#WHAT’S FOR DINNER
This was so delic, I had to come post for you all to enjoy. I added a healthy touch, because I love hiding veggies.
First make your dough, that turns out fine even when I don’t let it rise.
- 4 C Gluten Free Flour
- 3 tsp. Xanthan Gum
- 2 Tbl. Yeast
- 2 tsp sugar (don’t use honey, it didn’t activate the yeast)
- 2 tsp salt ( I love to use Himalayan Salt)
- 6 Tbl. Olive Oil
- 1 1/2 Cup Warm Water 100′
- Turn oven to 400′ F
- Mix flour, xanthin, yeast, sugar
- Add & Mix Salt
- Add & Mix Olive Oil
- Slowly add Water
- Mix for 4 min. with a bread mixer
- Roll into ball, leave in mixing bowl, paint lightly with Olive Oil, Cover and let rise.

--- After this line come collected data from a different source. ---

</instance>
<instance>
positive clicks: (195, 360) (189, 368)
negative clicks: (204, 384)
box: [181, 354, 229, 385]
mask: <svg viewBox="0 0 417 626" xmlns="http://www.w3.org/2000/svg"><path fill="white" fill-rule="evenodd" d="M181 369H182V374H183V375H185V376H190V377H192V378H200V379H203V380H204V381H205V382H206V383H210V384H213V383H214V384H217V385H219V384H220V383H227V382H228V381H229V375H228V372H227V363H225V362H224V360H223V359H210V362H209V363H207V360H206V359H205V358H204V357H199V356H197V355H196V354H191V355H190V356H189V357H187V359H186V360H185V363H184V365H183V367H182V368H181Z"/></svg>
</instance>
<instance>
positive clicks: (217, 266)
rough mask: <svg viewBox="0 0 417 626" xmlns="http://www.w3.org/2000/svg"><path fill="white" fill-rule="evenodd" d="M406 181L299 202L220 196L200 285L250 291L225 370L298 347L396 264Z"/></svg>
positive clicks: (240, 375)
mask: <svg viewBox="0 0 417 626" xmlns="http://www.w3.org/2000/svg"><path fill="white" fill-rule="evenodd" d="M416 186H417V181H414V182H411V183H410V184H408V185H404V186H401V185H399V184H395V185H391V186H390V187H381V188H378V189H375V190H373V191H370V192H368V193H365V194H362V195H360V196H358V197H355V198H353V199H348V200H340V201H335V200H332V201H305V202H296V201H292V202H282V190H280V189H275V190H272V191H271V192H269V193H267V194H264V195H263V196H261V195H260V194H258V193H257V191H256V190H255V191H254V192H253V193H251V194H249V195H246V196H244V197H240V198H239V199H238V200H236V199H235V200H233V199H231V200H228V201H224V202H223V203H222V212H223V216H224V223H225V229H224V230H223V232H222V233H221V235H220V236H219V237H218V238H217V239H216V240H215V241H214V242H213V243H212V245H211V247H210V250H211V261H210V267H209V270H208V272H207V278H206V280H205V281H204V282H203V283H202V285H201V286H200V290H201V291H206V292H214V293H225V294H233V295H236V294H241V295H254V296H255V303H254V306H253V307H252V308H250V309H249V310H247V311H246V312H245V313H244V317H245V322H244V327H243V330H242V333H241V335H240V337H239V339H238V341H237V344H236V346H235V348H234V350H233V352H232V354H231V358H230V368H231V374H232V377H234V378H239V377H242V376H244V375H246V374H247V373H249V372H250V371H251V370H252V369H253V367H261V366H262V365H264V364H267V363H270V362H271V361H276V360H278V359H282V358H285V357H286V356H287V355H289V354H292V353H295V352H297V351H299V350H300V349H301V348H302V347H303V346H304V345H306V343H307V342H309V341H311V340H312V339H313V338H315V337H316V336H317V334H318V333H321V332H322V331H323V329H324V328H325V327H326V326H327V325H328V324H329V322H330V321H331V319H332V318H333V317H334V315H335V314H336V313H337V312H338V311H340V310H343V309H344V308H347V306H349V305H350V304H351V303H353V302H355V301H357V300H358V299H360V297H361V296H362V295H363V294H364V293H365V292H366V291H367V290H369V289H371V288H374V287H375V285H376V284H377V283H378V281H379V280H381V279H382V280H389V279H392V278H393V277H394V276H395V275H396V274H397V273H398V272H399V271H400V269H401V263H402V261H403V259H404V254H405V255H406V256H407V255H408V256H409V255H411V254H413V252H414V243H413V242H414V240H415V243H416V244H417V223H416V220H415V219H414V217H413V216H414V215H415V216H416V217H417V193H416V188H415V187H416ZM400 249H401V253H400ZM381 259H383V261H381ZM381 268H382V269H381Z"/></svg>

- NOTE: I sometimes add up to a cup more of flour so it’s not so sticky. If in my mixer it naturally rolls into a ball and holds, I know that’s enough flour.

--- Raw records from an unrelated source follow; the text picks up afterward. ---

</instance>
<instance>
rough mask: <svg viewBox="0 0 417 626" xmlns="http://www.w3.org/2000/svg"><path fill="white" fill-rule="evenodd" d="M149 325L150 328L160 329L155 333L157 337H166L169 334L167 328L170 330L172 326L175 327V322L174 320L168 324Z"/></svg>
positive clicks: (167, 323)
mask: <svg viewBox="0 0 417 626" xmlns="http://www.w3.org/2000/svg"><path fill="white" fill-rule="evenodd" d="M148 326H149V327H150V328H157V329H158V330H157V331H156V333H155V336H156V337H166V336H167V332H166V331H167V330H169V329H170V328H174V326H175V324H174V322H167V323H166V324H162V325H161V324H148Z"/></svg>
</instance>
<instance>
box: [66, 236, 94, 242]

OPTIONAL (I never leave enough time to do this, but you can.. 🙂 Wrap in plastic and let cool in refrigerator for 1-2 hrs.
- Roll out into a pizza circle, with flour on counter. Use a pizza spatula (I use a BBQ pizza spatula, my Amazing Bestie got me Frankie, because I love to BBQ cook pizzas….Say WHAT!?!) and move it to a pizza stone. Blind bake for 5 min.
- Remove and flip cooked side up & apply toppings to top
Tonights pizza fixtures:
- First about 1 Tbl. Olive Oil, with some crushed jar garlic about 1 tsp
- Next, finely cut Kale and sprinkle on top
- Add some pre-cooked chicken and finely chunky chop
- Sprinkle Daiya (View Here) Mozzarella Cheese optional to add Cheddar
- Lastly…drum rollllllll… Drizzle some BBQ over top
- Bake for 7-8 min if you pre-baked the one side. If not, then bake 7-10 min on pizza stone, then 5-8 min additional on oven rack
Kids ate it up giving no mention to the Kale, and I had the bottom covered in green! #rockstarmom WIN tonight for sure.
Happy Healthy Joyful Life is for you too!